Peter Yan Internet of Things (IoT) has been a hot conference topic for several years. The most quoted prediction from Gartner is that there will be 26 billion IoT devices connected worldwide by 2020, generating US$300 billion of revenue in related products and services.

IoT is not just hype and will soon make an impact on Hong Kong’s IT community because of the following factors:

Smart city initiatives -- According to a study published by Navigant research and written by the founder of DDJ Consulting Donald Johnson, smart city market size in the Mainland will grow from US$1 billion in 2014 to over US$5 billion in 2023.

Aiming to harness technology and connected devices to improve citizens’ lives, the governments of Hong Kong and other Mainland cities are rushing to launch smart city initiatives to stay competitive.

In the 2015 Policy Address, the Hong Kong SAR government designated Kowloon East as a pilot area to explore the feasibility of developing a smart city. In April this year, Hong Kong’s Smart City Consortium signed an agreement with Mainland’s Smart City Development Alliance to jointly promote business exchange.

Adoption of cloud based services -- Adoption of cloud infrastructure services is growing at unprecedented speed. According to Synergy Research, worldwide revenue from cloud services grew 52% in 2015.

The major cloud service providers are providing highly scalable, on-demand services for big data  analytics, such as Amazon Web Services’ EMR and Microsoft Azure’s HDInsight. To a large extent, such services lower the entry barrier for many organizations wanting to collect, store and analyze large volumes of data generated by connected devices.

Big data getting more mature -- Collecting data from connected devices is only the first step in IoT. The implementation will succeed only with knowledge of how to analyze and make the best use of the data to identify actionable items and to make predictive analysis that bring real business value. With recent advances in big data analytics tools, technical-savvy business analysts are becoming more competent in performing the job that used to require hard-to-find data scientist talent.

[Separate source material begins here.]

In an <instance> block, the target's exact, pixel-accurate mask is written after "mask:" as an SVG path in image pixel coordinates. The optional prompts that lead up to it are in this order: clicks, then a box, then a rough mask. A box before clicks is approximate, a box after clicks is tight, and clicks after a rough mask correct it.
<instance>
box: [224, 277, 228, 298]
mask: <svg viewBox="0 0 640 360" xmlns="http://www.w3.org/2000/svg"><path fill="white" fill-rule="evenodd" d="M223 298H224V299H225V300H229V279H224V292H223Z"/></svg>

The number of devices and frequency of data collection from IoT deployments are creating a massive volume of data. To put it in perspective, Cisco in its Global Cloud Index report estimated that a smart city of one million would generate 180 million gigabytes of data per day by 2019.

The collection, transmission and processing of this huge quantity of data pose new security, capacity and connectivity challenges to IT professionals. Although cloud infrastructure is popular for big data analytics, transferring the entirety of such huge quantities of data to a single location for processing is not always technically and economically viable.

Unknown Object

DCs at the edge

In order to address these challenges brought about by IoT, more data centers are expected to move to the “edge”, locating closer to the data source. Organizations will find it more cost-efficient and technically feasible to aggregate data in multiple distributed data centers for initial processing. Only relevant data will eventually be forwarded to a central facility for further processing.

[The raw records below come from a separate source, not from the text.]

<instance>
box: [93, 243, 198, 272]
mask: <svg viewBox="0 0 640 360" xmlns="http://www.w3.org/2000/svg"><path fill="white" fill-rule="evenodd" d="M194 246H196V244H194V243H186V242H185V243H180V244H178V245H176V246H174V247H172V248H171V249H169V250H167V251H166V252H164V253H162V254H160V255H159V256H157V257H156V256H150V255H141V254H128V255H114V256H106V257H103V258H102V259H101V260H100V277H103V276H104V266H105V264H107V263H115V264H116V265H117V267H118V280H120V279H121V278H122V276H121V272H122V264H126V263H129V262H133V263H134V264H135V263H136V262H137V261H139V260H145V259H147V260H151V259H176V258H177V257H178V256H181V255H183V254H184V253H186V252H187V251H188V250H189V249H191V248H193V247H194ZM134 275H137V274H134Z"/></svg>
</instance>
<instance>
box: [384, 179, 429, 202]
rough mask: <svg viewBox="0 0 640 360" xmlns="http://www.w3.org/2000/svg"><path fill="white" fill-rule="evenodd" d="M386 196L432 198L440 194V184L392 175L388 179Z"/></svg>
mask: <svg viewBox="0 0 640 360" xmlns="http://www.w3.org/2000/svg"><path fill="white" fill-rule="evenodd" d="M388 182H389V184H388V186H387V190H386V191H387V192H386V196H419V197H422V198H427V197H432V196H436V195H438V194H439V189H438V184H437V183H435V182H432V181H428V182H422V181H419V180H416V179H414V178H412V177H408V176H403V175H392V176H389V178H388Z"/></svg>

This approach of moving workloads to the edge nodes closer to the producers or consumers of data is not new. We have seen similar phenomena for OTT contents and mobile data communications. These edge nodes will require excellent connectivity to major cloud infrastructure providers and network service providers  Carrier-dense data centers and those having direct and secure access to the cloud (via AWS’s Direct Connect, Azure’s ExpressRoute and the like) will have a definite competitive advantage in the coming era of IoT.

On the other hand, we should also expect some cloud infrastructure service providers to start building smaller local data  centers that are closer to the data sources and consumers to provide the capacity needed.

Peter Yan is a life-time fellow and Honorary Advisor of the Hong Kong Computer Society. He is also the executive director and CEO of SUNeVision.